Timely updates for NixOS

bernat · June 17, 2023, 4:37pm

Hey!

OpenSSL 1.1.1u was released two weeks ago to fix some vulnerabilities. It was backported to 22.11 with [Backport staging-22.11] openssl_1_1: 1.1.1t -> 1.1.1u by github-actions[bot] · Pull Request #235017 · NixOS/nixpkgs · GitHub but since then, it is still in staging. This is just an example, but vulnerabilities take time to reach users, even without taking a detour to staging.

I don’t really have a solution but I was wondering if there is some work in-progress to deal with this?

vcunat · June 17, 2023, 5:08pm

I’m not aware. One full rebuild iteration takes normally roughly a week, and each of them fixes CVEs. We’re now supporting three separate branches for about a month or two, so a lag of three weeks is normal to happen, I’m afraid. Right now 22.11 has the lowest priority of the three AFAIK.

BTW, there’s replaceRuntimeDependencies as well, e.g. see OpenSSL 3.0.7 update (2022-11-01) FAQ

bernat · June 17, 2023, 5:13pm

Thanks! The tool mentioned to track how far is the PR in a release is quite useful!

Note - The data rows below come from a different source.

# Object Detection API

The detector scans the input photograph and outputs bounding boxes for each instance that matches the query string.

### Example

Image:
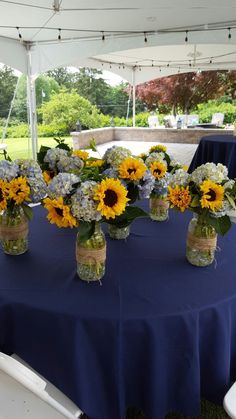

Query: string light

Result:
[184,31,188,43]
[16,26,22,39]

RaitoBezarius · June 17, 2023, 8:00pm

There’s also a labeltracker as an RSS feed: Pull requests labeled `1.severity: security' in NixOS/nixpkgs and Issues labeled `1.severity: security' in NixOS/nixpkgs which you can subscribe too.

I am working with the author and ideally the new infra team or nix-community, so we can promote it a bit better.

But work in this area definitely requires help.

vcunat · June 18, 2023, 4:13pm

So, for this particular case, let’s do 22.11 rebuild now. You can follow:

github.com/NixOS/nixpkgs

staging-next-22.11 - iteration 10 - 2023-06-18

NixOS:release-22.11 ← NixOS:staging-next-22.11

opened 04:10PM - 18 Jun 23 UTC

vcunat

+193 -102

- workflow docs: https://nixos.org/manual/nixpkgs/stable/#submitting-changes-sta…ble-release-branches - important job: https://hydra.nixos.org/job/nixpkgs/staging-next-22.11/unstable#tabs-constituents - jobset: https://hydra.nixos.org/jobset/nixpkgs/staging-next-22.11 - nix-review reports: https://malob.github.io/nix-review-tools-reports/ - previous staging-next-22.11 PR: https://github.com/NixOS/nixpkgs/pull/233045 - - - ##### Significant breakages (will be edited in future)

iFreilicht · June 18, 2023, 6:06pm

For those interested, this is what it currently shows for the backport PR linked in the OP: Nixpkgs PR #235017 ("[Backport staging-22.11] openssl_1_1: 1.1.1t -> 1.1.1u") progress

nbp · June 19, 2023, 10:13am

Sounds like it is about time to revive https://github.com/NixOS/nixpkgs/pull/10851 …

When I created this branch, people told me that this was not worth the complexity because security updates were shipping the next day.

vcunat · June 19, 2023, 10:16am

I expect it’s still the same for the bulk of people fixing security issues in nixpkgs, but certainly it’s good to link that work.

2xsaiko · June 19, 2023, 3:47pm

Even if security updates were shipping the next day via Hydra, not everyone has the same resources to build that many packages. Your work would additionally make it viable to apply for example bugfix patches to often used library packages that aren’t likely to land in either upstream or nixpkgs any time soon, without having to wait days for every single update to build. It’s sad to hear that that is the reason why you’ve stopped working on it and I hope you reconsider.